First and foremost, let’s get this out of the way: I absolutely agree about privacy. It’s so important these days to keep aspects of our life private. It not only contributes to our sanity, but also to our well-being.
But we also can’t ignore this vast, open space (it’s literally a NEW WORLD), connecting us rapidly to one another, and allowing us to make impact, and grow.
I used to think of social media as an all-or-nothing. Kind of like how Denzel views it. And to say the exact same thing as him. I still say it all the time.
But two things have happened in the evolution of our communication sphere:
- I realized that times are changing and that this is how people are communicating. Our kids are growing up in these spaces and I want to – no, need to – be here with them
- I realized how much my profession thinks it’s “better” than this space, but how much we’re needed in it
Truth: whereas we once lived in a completely different world that was not at all reliant on social media to help market thought leadership and our businesses, times have changed.
We didn’t use social media in our past simply because it did not exist.
In the world of today many businesses require it. Esp when they’re looking to scale. It’s all in customer/client/patient acquisition. Just how much you need it all depends, of course, on what you do, & what your brand or company’s growth depends on.
The bottom line is this: privacy may work with some business models. But other business models require forms of media on which to advertise, network, and grow. When it’s your time to take a step back, because you’ve succeeded without this (scary and exhilarating) online space, you take those steps back.
Luckily for Denzel, he really doesn’t need yet another noisy media outlet to spread his expertise.

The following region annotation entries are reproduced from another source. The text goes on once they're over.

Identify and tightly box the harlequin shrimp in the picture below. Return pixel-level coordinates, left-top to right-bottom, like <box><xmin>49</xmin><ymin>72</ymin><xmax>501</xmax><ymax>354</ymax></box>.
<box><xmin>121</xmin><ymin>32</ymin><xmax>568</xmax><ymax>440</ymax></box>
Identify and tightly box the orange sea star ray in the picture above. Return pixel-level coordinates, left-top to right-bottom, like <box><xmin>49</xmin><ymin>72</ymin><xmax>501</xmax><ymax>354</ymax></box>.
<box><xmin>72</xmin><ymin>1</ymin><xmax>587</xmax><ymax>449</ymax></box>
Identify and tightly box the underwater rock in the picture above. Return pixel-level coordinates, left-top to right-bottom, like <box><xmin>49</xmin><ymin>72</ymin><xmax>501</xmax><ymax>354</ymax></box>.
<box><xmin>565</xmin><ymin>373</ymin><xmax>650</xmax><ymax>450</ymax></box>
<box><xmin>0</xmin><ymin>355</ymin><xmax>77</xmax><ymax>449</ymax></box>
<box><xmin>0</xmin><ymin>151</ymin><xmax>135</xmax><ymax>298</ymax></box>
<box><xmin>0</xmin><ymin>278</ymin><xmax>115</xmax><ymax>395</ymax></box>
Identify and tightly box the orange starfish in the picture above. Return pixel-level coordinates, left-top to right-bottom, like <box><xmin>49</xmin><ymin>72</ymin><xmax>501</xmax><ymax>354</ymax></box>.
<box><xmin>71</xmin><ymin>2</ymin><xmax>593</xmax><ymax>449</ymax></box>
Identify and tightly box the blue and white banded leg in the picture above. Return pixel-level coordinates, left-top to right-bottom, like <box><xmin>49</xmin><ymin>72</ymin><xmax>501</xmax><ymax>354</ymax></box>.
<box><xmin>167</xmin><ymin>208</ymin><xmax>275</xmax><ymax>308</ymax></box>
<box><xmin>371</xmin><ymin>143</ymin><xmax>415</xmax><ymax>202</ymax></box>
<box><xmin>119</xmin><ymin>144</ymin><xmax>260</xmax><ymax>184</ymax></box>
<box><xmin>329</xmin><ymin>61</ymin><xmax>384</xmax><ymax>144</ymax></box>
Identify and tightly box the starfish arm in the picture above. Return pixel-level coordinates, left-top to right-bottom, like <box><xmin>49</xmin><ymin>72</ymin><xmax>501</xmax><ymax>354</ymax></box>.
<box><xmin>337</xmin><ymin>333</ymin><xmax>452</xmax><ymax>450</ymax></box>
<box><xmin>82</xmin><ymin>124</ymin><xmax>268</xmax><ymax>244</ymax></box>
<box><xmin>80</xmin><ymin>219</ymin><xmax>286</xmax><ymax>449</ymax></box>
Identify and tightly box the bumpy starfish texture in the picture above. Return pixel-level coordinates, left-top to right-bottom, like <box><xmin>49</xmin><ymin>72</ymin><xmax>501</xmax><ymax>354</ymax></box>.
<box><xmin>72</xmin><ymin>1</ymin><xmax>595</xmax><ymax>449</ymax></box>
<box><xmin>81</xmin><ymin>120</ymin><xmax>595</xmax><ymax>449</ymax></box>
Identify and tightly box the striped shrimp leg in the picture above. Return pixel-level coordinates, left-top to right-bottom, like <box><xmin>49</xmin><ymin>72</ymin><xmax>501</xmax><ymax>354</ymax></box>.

He’s already met with success. That doesn’t mean he didn’t work hard to get where he’s at today. Of course he has! But he just may not need it anymore. He may have already reached his peak. As did everyone else at the tail ends of their career, who’s grown brand recognition; esp when they did so when communicating through social platforms wasn’t “a thing”.
Bottom line, to each his own.
But those who do can use it wisely, to gradually build & market thought leadership. They’re simply leveraging a free platform. There’s nothing wrong with that. In fact, THAT can take every single one of us a very long way.